Alternative Fuel Capacity
Most portable models run only on gasoline, though some come equipped to run on a propane tank or natural-gas line and others can be converted with kits.

Fuel Gauge
Especially during long blackouts, you may appreciate the ability to check at a glance how much fuel remains in your portable generator.

Low-Oil Shutoff
If oil falls below minimum levels, the generator shuts down to prevent engine damage. Typically a standard feature on stationary generators, it's increasingly common on portables.

Multiple Outlets
Four or more lets you best use the wattage by spreading the load, though we recommend using these only in an extreme pinch at home, or for when you're away at a campsite. See the next section on transfer switches.

Removable Console
This connects to the generator so you can plug in appliances without running (potentially risky) extension cords outdoors.

Yes, You Need a Transfer Switch

What's that? The short answer: It safely connects a home standby or portable generator to your circuit panel via one cable. Skipping it could endanger utility workers, cause appliances to fry, and damage the generator itself.

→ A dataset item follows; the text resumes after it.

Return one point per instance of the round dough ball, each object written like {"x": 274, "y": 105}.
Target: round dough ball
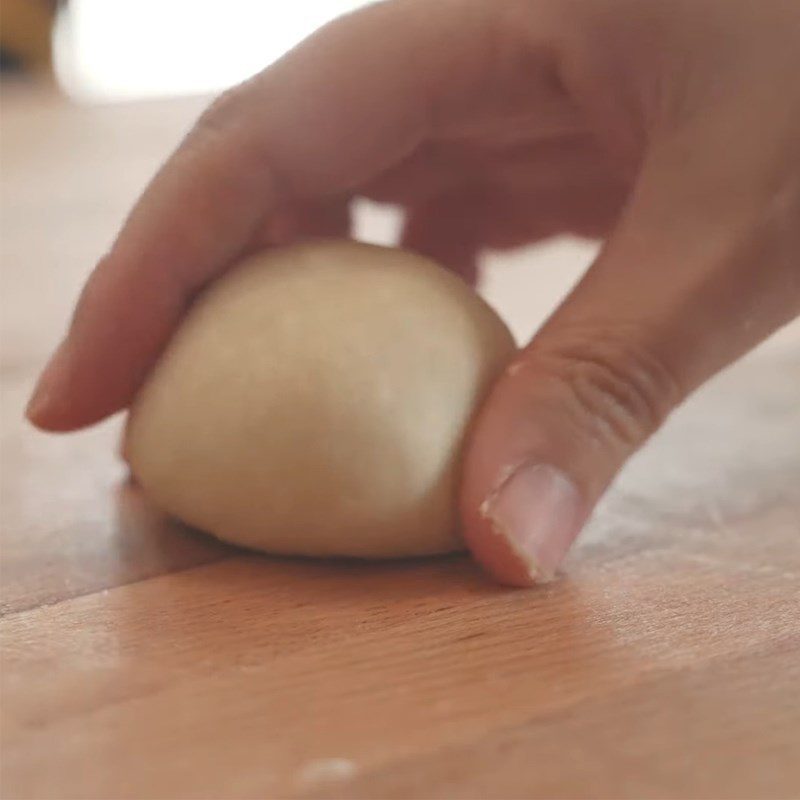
{"x": 314, "y": 401}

We recommend that you have a licensed electrician install it, and you should be prepared to pay from $500 to $900 with labor. With a stationary model, the transfer switch turns on automatically. For portable models, you'll need to flip a few switches by hand when the power goes out. (Be sure to have your electrician walk you through the procedure.) 

Most transfer switches are designed for a 220-volt input, which means you're looking at a generator of 5,000 watts or more. For stationary models, it shuts off when the power goes on; for a portable, you'll flip the same switches the other way to bring up live power.

Want to save money? Install an interlock device instead, which costs $100-$200 less than a transfer switch and can be installed in less time by an electrician. This covers your service panel's main cutoff switch—so when the power pops back on, you can't accidentally put the generator on. Because that would be a bad thing. 

A portable generator hooked up to an electrical panel via a transfer switch.